Then I hosed the mud off the anchor and scrubbed the deck, tying or bungee-ing halyards and lines off the deck surface, and fastened the dodger and covered the windshield, winches, hatches and rails.   

We didn’t tarp, although many of our neighbors said they do.   Sailboats are designed to  have water wash over them; power boats are not.  

We supplemented two small electric dehumidifiers with five buckets of rock salt, which are supposed to drink moisture out of the air.  We opened up all the lockers in hopes that air would move around our clothing and bedding 

That’s Aurora there in Hoonah Harbor, the tall mast behind the blue tarp.   It was really hard saying goodbye.

Icy Strait Point

IcyPoint

The Hoonah Tingit have taken a bold approach to cultural tourism that may be a wave of the  future.  

Inside Passage cruise ship tourism is a two edged sword.   It brings income to coastal communities and affords visitors an experience both spectacular and affordable.

We thought we’d run into cruise ships frequently.  As it happens, Petersburg and Wrangell take no large cruise ships.   A single large ship a day is allowed in Glacier Bay and they cannot dock or anchor.   Prince Rupert, British Columbia has only one a week, Vancouver of course a few more, but we didn’t go there this year.   In fact, in our whole passage through Canada we encountered underweigh a single  large cruise ship, one of the classic, never-very-large vessels of the Holland America Line.  

Cannery

Unfortunately, Ketchikan and Juneau have fallen victim to what the an editorial writer in The Juneau Empire calls “the magic blingdom” on the waterfront.   Mind you, four ships a day can dump 56,000 people a week on towns with populations of  less than 8 and 31 thousand people respectively.    I assume the same is true of Skagway, Haines and Sitka as well, though some towns manage better than others.    In addition to obvious environmental concerns huge,  it’s very sad to see shops operated by the cruise companies themselves or by merchants from the Bahamas, who simply move their operations there every fall.   

The attraction for visitors is clear.  Cruise line welcome all members of the family, able bodied or not.     Cruise ships can afford to take on leading scholars, naturalists and historians.   Many if not most cruise ship folks appear to be  foreign visitors to the US, for whom the week on the Inside Passage out of Seattle must be an affordable respite from land based travels.   But so many average foreign tourists traveling in foreign flagged ships probably weakens demand for historical, cultural and eco tourism.

IMG_0798

Enter the Hoonah Tlingit and their locally based approach.  The original people of Glacier Bay, they were forced south across Icy Strait to Chicagof Island when the glaciers advanced in the seventeenth century.   In the early twentieth century many fished for or went to work at the large cannery established at the entrance to their harbor by investors from Port Townsend.     From 1912 to 1953 the Hoonah Packing Company operated as a full fledged cannery.  After that, it turned to other types of fish processing and eventually served as a maintenance base for the purse seine fishing fleet until 1999.   

In 2001, the Hoonah Native corporation, which had purchased the site, implemented the new concept of a private, purpose built cruise ship destination known as Icy Strait Point.   The wonderful old buildings of the cannery were renovated to accommodate a museum, restaurants, and thirteen, small Native-owned shops, including a bookstore.  The tribe constructed a new Big House for cultural presentations for themselves and to share.  Beyond the water front there’s a boardwalk with benches, totempoles and a daytime campfire.  Beyond are hiking trails and a ride down Mt.
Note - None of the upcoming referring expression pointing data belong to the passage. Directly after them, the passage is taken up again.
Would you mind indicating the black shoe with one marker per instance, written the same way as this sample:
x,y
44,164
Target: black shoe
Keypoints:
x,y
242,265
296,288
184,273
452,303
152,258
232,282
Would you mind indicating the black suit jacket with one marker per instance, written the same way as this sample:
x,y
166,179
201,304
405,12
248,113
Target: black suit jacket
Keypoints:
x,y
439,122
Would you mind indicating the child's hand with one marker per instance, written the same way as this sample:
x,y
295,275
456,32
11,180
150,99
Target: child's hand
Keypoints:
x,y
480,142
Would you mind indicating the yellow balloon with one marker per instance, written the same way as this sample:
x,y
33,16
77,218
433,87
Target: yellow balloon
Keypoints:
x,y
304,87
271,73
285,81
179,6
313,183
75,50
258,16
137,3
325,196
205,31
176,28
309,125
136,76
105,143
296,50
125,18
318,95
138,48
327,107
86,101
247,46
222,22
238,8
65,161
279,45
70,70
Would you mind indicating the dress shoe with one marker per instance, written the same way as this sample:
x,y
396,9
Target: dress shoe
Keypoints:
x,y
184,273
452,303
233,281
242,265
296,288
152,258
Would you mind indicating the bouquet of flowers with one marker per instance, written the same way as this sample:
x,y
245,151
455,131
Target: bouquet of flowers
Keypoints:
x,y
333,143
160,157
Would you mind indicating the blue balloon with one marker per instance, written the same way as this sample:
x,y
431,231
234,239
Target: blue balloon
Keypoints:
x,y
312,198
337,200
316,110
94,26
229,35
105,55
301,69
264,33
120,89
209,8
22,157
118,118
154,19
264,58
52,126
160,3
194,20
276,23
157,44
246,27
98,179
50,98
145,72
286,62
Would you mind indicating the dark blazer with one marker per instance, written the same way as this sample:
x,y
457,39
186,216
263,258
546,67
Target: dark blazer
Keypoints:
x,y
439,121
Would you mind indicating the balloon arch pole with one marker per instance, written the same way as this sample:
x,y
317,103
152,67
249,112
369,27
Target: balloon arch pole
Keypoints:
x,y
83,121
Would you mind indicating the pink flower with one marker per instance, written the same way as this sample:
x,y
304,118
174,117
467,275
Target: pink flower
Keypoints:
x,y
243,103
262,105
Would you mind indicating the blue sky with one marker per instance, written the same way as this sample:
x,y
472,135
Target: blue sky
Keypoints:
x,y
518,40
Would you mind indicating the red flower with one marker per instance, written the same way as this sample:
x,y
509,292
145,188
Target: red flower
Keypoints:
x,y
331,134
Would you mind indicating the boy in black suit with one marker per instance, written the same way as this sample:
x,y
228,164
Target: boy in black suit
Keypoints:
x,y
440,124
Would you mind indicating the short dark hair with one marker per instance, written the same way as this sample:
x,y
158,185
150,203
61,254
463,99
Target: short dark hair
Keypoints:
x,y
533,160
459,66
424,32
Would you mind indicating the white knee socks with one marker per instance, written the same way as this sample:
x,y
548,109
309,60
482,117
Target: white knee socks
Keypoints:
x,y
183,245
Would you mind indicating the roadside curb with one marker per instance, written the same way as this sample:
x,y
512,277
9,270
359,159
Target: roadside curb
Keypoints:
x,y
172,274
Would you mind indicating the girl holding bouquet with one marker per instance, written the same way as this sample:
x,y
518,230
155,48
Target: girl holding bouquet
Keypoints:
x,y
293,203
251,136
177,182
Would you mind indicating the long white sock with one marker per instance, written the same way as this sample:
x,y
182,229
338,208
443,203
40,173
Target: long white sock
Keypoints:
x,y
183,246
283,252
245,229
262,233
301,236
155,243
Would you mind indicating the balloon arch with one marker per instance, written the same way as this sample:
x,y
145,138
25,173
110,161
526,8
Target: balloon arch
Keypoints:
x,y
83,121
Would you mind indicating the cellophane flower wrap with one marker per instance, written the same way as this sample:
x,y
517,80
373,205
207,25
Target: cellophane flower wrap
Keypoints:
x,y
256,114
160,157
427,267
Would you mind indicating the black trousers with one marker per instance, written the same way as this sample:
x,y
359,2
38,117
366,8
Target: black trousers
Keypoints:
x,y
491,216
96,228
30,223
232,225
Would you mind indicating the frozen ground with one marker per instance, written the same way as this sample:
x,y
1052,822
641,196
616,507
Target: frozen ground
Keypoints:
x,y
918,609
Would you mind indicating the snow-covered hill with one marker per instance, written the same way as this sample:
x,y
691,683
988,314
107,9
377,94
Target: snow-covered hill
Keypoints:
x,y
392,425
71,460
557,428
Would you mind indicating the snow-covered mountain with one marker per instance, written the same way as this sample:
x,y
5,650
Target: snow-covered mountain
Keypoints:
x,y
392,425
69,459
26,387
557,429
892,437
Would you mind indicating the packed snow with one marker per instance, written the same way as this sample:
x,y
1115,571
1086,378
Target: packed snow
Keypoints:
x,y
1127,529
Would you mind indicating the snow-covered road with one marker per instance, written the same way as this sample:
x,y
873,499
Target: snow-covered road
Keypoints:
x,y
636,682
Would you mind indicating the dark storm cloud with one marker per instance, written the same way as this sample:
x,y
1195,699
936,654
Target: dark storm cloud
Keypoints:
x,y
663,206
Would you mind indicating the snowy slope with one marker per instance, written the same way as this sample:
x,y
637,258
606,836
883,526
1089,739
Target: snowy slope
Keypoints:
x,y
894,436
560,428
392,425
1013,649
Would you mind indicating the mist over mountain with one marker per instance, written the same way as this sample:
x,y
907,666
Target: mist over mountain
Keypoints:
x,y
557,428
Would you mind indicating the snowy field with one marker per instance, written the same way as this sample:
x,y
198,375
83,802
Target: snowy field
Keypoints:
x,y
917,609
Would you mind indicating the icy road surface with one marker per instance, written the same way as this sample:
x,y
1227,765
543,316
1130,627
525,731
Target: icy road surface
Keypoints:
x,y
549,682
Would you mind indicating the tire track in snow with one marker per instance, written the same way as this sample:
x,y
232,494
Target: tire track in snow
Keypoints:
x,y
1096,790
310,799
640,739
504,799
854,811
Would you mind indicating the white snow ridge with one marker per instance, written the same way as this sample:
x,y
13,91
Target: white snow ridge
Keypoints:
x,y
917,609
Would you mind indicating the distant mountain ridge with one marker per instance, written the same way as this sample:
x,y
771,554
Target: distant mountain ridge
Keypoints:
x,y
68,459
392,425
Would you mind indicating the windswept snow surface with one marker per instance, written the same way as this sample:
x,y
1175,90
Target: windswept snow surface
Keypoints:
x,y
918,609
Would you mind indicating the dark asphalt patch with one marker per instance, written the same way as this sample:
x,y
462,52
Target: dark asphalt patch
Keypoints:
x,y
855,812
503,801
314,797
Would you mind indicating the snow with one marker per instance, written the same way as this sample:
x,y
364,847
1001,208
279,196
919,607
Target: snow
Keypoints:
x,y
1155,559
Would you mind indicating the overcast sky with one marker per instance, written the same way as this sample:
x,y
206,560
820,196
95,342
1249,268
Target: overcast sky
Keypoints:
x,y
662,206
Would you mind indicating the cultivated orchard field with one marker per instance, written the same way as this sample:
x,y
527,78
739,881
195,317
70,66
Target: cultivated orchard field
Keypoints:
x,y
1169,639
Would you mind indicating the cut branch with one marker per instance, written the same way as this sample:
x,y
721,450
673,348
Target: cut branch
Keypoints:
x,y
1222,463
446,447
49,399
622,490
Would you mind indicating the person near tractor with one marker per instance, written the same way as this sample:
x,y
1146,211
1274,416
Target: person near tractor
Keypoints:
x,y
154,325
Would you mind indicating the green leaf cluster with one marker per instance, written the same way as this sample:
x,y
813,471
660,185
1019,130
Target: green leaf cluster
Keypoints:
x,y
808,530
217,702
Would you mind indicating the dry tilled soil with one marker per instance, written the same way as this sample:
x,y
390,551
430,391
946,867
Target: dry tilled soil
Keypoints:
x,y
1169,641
Hoonah on the country’s fastest longest zip line.    And visitors can walk the 3/4 mile to town or hire local guides for fishing, bear tracking, whale watching and the like.

IMG_0783There are no plans for a cruise ship dock at Hoonah; rather ships anchor out and tender passengers in.   Only one ship is allowed at a time for an average of 3.5  visits per week in the summer.   

A really nice touch is that Icy Strait Point is open free of change to all local Hoonah people and to visiting fishermen and cruisers in Hoonah Harbor.   We spent a fine sunny afternoon there, a welcome break from oil and anti-freeze.    While the experience is was more packaged than our visit to the North Pacific Cannery with the well trained teenagers of Port Edwards, British Columbia, Ice Strait Point really does have something for everybody.

Hoonah, population 715

 

As much as we liked Wrangell, we’ve decided to make Hoonah our temporary Alaska home.  We’d first heard the name from a neighbor in Port Hadlock when we were asking about the best places to leave a boat.  Hoonah is blessed with comparatively mild winters, a small protective harbor and the uber competent Harbormaster, Paul D., and his assistant Arlen S.  
Hoonah also gets accolades from Don and René Douglass in their fat, indispensable cruising guide Exploring the Inside Passage to Alaska: A Cruising Guide from the San Juan Islands to Glacier Bay.   In general, the authors take pains to explain to recreational cruisers that Alaska is different; since there are no marinas specifically serving recreational boaters, one should not expect help with lines or any of the fawning service that typifies facilities in the San Juans and Gulf Islands. (Think Roche Harbor: who needs it?)  
It’s so much better to tie up next to commercial fisherman with local knowledge, news of the day, and a knack for predicting the weather. In addition to fishermen, fishing guides, local working and family boats,  Hoonah, Harbor serves Alaskan cruisers who reside inland and several boats from the lower 48.  Harbormasters check dock lines and water lines every day.  When the temperature plunges, they go on board and plug in our heat lamps.  When the snow gets thick, they hire folks to shovel it off the boats.  For our 40 foot slip and this service we pay $850.  Electricity is additional.   Last winter, a hard one, total snow shoveling amounted to $50.   
The largest Tlingit village in Alaska, Hoonah is on an inlet known as Port Frederick.  It’s accessible only by air and water, although there are a few cars and several roads out the town to the sawmill and areas where residents fish, hunt and pick berries.  The village itself stretches along the waterfront from the old cannery on Icy Strait, passing the ferry terminal, the brand new not yet used TravelLift boat hoist, the Hoonah Trading Company, a public wharf and float, the food processing plant, the school, the float plane float, the harbor, the post office and a small airport that accommodates the tiny planes of Alaska Wings.
Hoonah Trading Company is the kind of store you dream about.  It has only what you need but everything you need.  It sits atop a long wharf with a fuel dock at one end and a gas pump at the other.  Between are a fully stocked Ace franchise with lumber, hardware and housewares and a small supermarket with abundant, inexpensive fresh produce.
The school is a stone’s throw from the harbor.   It doubles as a community center, the tribal big house being out at Icy Strait Point and the halls of the Alaska Native Brotherhood and Alaska Native Sisterhood needing repair.  The school houses the public library where we access Internet and the gym always seems to have kids playing basketball.  The school curriculum seems to include native Tlingit skills such as red cedar bark weaving and wood carving.  I should have asked about language study and whether the kids compete in canoe races using the dugouts parked out front near the totem poles.  
As for housing, it’s not Hoonah’s strong point.  Although there are attractive and well constructed homes up on the hill and toward the airport, most of the homes near the waterfront are scrappy little salt box bungalows.   Small and weather beaten, many have a single downstairs room with a put belly stove in the middle.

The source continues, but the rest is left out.